By VERONIKA OLEKSYN – Dec 4, 2007
VIENNA, Austria (AP) — First there was the fuss over a bear called Bruno, killed by German sharpshooters after he wandered across the border from Italy. Now, on the Austrian side of the same Alpine range, officials are investigating the disappearance of about 20 brown bears.
A joint investigation by Austrian authorities, environmentalists and hunters was launched this past summer after the local chapter of the World Wide Fund For Nature raised the alarm about the vanishing bears.
The organization, which keeps tabs on bears through genetic analyses of fur and droppings, began noticing a decline in the brown bear population in the Austrian Alps in 2000 but it was only this year that conservationists concluded that their numbers had fallen so sharply.
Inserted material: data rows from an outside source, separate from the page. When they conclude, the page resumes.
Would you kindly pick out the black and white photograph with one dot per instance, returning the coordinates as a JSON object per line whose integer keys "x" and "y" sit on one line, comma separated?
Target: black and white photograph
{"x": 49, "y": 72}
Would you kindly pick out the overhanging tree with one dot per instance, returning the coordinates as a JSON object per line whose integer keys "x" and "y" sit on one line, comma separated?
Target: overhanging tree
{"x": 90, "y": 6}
Christoph Walder, who heads WWF-Austria's brown bear project, said experts recently found that, of the approximately 30 bears born in the Northern Limestone Alps in roughly the past two decades, about 20 have disappeared without a trace.
He said there were three possible explanations.
"Either the bears died naturally, or they wandered off somewhere, or something abnormal happened — we can't exclude illegal action," he said, raising the possibility they were killed.
There are believed to be only three or four bears in the area, considered the core local habitat of the animals that can weigh up to 770 pounds.
The other bears that are accounted for died naturally or were legally shot because they were a threat to humans; one, an orphan, was taken to a zoo and later put down because of an illness.
Bears are rare in Austria. Besides those in the Northern Limestone Alps, about six to eight are believed to frequent the southern province of Carinthia, although most of those probably come from neighboring Slovenia and occasionally cross the border, Walder said.